By MacDonald Dzirutwe
HARARE, March 12 (Reuters) - Zimbabwe is planning to merge all diamond mining companies, including the local unit of Rio Tinto, into one big firm in which the state will own half of the shares, the minister of mines said on Thursday.
President Robert Mugabe’s government is pursuing a black economic empowerment programme, known locally as indigenisation, that requires foreign-owned companies, including mines, to sell 51 percent of their shares to black Zimbabweans.
The government had previously said it wanted to merge some of the diamond companies operating in the Marange area to the east of the southern African country, in which it already owns half the shares, to enhance transparency.

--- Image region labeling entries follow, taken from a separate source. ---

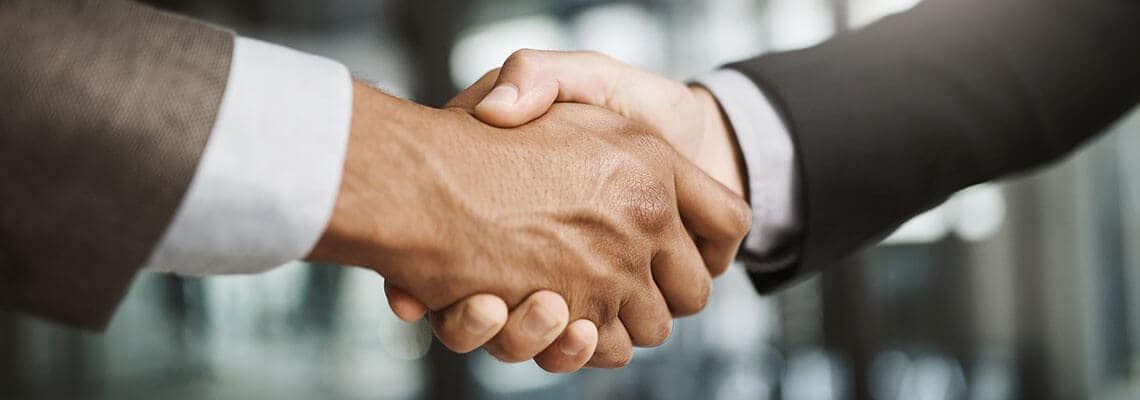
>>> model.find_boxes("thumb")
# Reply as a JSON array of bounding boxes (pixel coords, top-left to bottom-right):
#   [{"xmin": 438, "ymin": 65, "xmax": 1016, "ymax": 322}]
[
  {"xmin": 384, "ymin": 280, "xmax": 428, "ymax": 323},
  {"xmin": 474, "ymin": 49, "xmax": 621, "ymax": 128}
]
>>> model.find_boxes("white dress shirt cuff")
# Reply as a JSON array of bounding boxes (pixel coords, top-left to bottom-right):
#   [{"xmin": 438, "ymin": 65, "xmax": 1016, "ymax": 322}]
[
  {"xmin": 694, "ymin": 70, "xmax": 803, "ymax": 272},
  {"xmin": 147, "ymin": 38, "xmax": 352, "ymax": 276}
]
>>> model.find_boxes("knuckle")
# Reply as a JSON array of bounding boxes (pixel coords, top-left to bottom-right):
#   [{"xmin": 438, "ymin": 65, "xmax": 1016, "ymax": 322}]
[
  {"xmin": 504, "ymin": 49, "xmax": 543, "ymax": 67},
  {"xmin": 488, "ymin": 344, "xmax": 531, "ymax": 364},
  {"xmin": 634, "ymin": 319, "xmax": 673, "ymax": 348},
  {"xmin": 728, "ymin": 198, "xmax": 752, "ymax": 239},
  {"xmin": 621, "ymin": 175, "xmax": 674, "ymax": 232},
  {"xmin": 670, "ymin": 278, "xmax": 713, "ymax": 317}
]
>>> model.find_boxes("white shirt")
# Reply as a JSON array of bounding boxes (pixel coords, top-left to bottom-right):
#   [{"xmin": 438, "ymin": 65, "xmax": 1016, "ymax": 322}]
[{"xmin": 146, "ymin": 38, "xmax": 800, "ymax": 276}]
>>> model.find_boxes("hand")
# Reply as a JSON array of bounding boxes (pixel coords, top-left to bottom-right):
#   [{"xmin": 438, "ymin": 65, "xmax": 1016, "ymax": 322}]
[
  {"xmin": 309, "ymin": 81, "xmax": 749, "ymax": 373},
  {"xmin": 386, "ymin": 50, "xmax": 747, "ymax": 369},
  {"xmin": 465, "ymin": 50, "xmax": 746, "ymax": 196}
]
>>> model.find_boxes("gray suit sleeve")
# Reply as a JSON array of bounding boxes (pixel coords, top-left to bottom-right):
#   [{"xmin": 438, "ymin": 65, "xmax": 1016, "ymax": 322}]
[
  {"xmin": 0, "ymin": 0, "xmax": 233, "ymax": 328},
  {"xmin": 732, "ymin": 0, "xmax": 1140, "ymax": 292}
]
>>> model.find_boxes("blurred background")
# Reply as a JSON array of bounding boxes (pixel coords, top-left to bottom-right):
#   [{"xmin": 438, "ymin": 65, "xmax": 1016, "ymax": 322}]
[{"xmin": 0, "ymin": 0, "xmax": 1140, "ymax": 400}]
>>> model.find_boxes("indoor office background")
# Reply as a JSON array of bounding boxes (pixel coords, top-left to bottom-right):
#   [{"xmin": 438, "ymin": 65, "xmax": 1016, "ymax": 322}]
[{"xmin": 0, "ymin": 0, "xmax": 1140, "ymax": 400}]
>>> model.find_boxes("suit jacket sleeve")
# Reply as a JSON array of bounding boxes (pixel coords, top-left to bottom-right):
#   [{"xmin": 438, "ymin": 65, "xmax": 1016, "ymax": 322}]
[
  {"xmin": 0, "ymin": 0, "xmax": 233, "ymax": 328},
  {"xmin": 730, "ymin": 0, "xmax": 1140, "ymax": 292}
]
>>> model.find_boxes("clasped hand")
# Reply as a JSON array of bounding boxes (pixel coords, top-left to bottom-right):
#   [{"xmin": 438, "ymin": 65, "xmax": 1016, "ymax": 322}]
[{"xmin": 309, "ymin": 51, "xmax": 750, "ymax": 372}]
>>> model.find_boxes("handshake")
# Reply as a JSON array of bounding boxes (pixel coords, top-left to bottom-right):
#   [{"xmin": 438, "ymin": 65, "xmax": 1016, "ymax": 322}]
[{"xmin": 307, "ymin": 50, "xmax": 751, "ymax": 373}]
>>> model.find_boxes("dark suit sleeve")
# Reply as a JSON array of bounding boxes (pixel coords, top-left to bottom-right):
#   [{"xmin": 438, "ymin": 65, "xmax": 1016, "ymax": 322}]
[
  {"xmin": 0, "ymin": 0, "xmax": 233, "ymax": 328},
  {"xmin": 731, "ymin": 0, "xmax": 1140, "ymax": 292}
]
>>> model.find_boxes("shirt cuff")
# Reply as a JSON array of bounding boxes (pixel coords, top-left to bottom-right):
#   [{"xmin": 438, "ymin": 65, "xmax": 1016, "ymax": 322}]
[
  {"xmin": 147, "ymin": 38, "xmax": 352, "ymax": 276},
  {"xmin": 694, "ymin": 70, "xmax": 804, "ymax": 272}
]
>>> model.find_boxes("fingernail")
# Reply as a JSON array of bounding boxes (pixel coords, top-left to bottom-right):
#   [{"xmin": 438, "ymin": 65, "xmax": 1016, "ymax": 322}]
[
  {"xmin": 463, "ymin": 305, "xmax": 491, "ymax": 335},
  {"xmin": 522, "ymin": 307, "xmax": 559, "ymax": 337},
  {"xmin": 559, "ymin": 338, "xmax": 586, "ymax": 357},
  {"xmin": 479, "ymin": 84, "xmax": 519, "ymax": 106}
]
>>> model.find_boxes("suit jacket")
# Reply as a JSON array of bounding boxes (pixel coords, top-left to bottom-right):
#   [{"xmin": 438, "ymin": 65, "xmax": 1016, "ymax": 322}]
[
  {"xmin": 0, "ymin": 0, "xmax": 234, "ymax": 328},
  {"xmin": 731, "ymin": 0, "xmax": 1140, "ymax": 292}
]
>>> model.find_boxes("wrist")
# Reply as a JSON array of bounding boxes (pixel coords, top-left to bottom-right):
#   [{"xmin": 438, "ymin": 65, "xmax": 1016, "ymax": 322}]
[
  {"xmin": 306, "ymin": 82, "xmax": 451, "ymax": 276},
  {"xmin": 690, "ymin": 85, "xmax": 748, "ymax": 198}
]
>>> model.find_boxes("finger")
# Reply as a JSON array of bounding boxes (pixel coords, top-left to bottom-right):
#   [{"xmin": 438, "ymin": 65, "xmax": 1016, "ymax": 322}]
[
  {"xmin": 618, "ymin": 289, "xmax": 673, "ymax": 348},
  {"xmin": 535, "ymin": 319, "xmax": 597, "ymax": 374},
  {"xmin": 431, "ymin": 294, "xmax": 507, "ymax": 353},
  {"xmin": 443, "ymin": 68, "xmax": 499, "ymax": 113},
  {"xmin": 586, "ymin": 320, "xmax": 634, "ymax": 368},
  {"xmin": 384, "ymin": 280, "xmax": 428, "ymax": 323},
  {"xmin": 486, "ymin": 291, "xmax": 570, "ymax": 362},
  {"xmin": 474, "ymin": 49, "xmax": 626, "ymax": 128},
  {"xmin": 676, "ymin": 156, "xmax": 752, "ymax": 276},
  {"xmin": 653, "ymin": 237, "xmax": 713, "ymax": 317}
]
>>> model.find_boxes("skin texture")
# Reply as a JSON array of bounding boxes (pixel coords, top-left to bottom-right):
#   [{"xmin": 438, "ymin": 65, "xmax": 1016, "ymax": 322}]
[
  {"xmin": 308, "ymin": 80, "xmax": 749, "ymax": 372},
  {"xmin": 388, "ymin": 50, "xmax": 747, "ymax": 372}
]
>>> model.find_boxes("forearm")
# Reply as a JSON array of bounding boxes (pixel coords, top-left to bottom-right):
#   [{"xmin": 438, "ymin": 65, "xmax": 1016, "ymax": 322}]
[
  {"xmin": 0, "ymin": 0, "xmax": 233, "ymax": 327},
  {"xmin": 732, "ymin": 0, "xmax": 1140, "ymax": 282}
]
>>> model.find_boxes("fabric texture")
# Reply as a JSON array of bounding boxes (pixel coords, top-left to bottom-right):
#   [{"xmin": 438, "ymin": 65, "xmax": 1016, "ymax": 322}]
[
  {"xmin": 731, "ymin": 0, "xmax": 1140, "ymax": 292},
  {"xmin": 147, "ymin": 38, "xmax": 352, "ymax": 276},
  {"xmin": 0, "ymin": 0, "xmax": 233, "ymax": 328},
  {"xmin": 694, "ymin": 70, "xmax": 804, "ymax": 272}
]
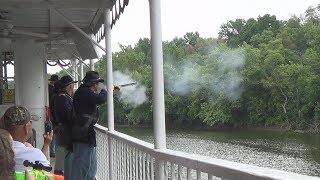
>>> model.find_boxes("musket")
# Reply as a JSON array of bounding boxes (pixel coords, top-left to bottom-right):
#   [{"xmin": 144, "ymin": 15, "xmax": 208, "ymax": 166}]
[{"xmin": 118, "ymin": 82, "xmax": 137, "ymax": 87}]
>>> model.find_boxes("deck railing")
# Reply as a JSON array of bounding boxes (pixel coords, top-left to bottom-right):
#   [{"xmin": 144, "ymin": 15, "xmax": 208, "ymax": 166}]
[{"xmin": 96, "ymin": 125, "xmax": 320, "ymax": 180}]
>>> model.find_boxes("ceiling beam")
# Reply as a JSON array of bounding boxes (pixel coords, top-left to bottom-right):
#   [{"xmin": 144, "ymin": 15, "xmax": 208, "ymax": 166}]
[{"xmin": 0, "ymin": 0, "xmax": 115, "ymax": 9}]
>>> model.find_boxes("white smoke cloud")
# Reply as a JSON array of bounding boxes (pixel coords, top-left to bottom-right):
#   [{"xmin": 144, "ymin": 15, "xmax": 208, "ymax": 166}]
[
  {"xmin": 113, "ymin": 71, "xmax": 148, "ymax": 108},
  {"xmin": 165, "ymin": 48, "xmax": 245, "ymax": 99}
]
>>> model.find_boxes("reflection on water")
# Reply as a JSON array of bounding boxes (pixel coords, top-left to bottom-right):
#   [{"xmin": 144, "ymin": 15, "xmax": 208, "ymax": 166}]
[{"xmin": 118, "ymin": 128, "xmax": 320, "ymax": 176}]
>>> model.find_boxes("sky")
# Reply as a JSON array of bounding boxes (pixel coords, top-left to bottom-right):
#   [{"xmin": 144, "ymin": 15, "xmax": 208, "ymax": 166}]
[{"xmin": 48, "ymin": 0, "xmax": 320, "ymax": 73}]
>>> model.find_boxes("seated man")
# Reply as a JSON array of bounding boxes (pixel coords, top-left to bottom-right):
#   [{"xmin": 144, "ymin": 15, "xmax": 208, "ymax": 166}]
[
  {"xmin": 2, "ymin": 106, "xmax": 53, "ymax": 171},
  {"xmin": 0, "ymin": 129, "xmax": 15, "ymax": 180}
]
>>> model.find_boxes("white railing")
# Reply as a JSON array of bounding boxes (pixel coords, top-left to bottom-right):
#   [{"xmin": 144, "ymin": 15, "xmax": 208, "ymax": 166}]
[{"xmin": 96, "ymin": 125, "xmax": 320, "ymax": 180}]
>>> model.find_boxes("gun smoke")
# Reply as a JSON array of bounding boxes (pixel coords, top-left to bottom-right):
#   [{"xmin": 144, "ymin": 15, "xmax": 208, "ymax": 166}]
[
  {"xmin": 165, "ymin": 48, "xmax": 245, "ymax": 99},
  {"xmin": 113, "ymin": 71, "xmax": 148, "ymax": 108}
]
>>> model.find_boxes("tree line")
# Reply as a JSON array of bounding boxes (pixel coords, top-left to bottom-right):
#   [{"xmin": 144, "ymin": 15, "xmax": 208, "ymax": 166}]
[{"xmin": 62, "ymin": 6, "xmax": 320, "ymax": 132}]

But mines Minister Walter Chidhakwa told a committee of parliament that all the mines would be merged, including Rio Tinto’s Murowa diamond mine in south-central Zimbabwe.
“We are very clear, this is a regulatory matter and we have said to them the only way you can participate in diamond mining in Zimbabwe is by being in this company,” he said.
Rio Tinto owns 78 percent of Murowa mine, which last year increased diamond output by 7 percent to 344,000 carats.
Chidhakwa said the government would use the value of the companies equipment to determine their shareholding. Companies that did not want to merge would be given compensation and allowed to leave, he said.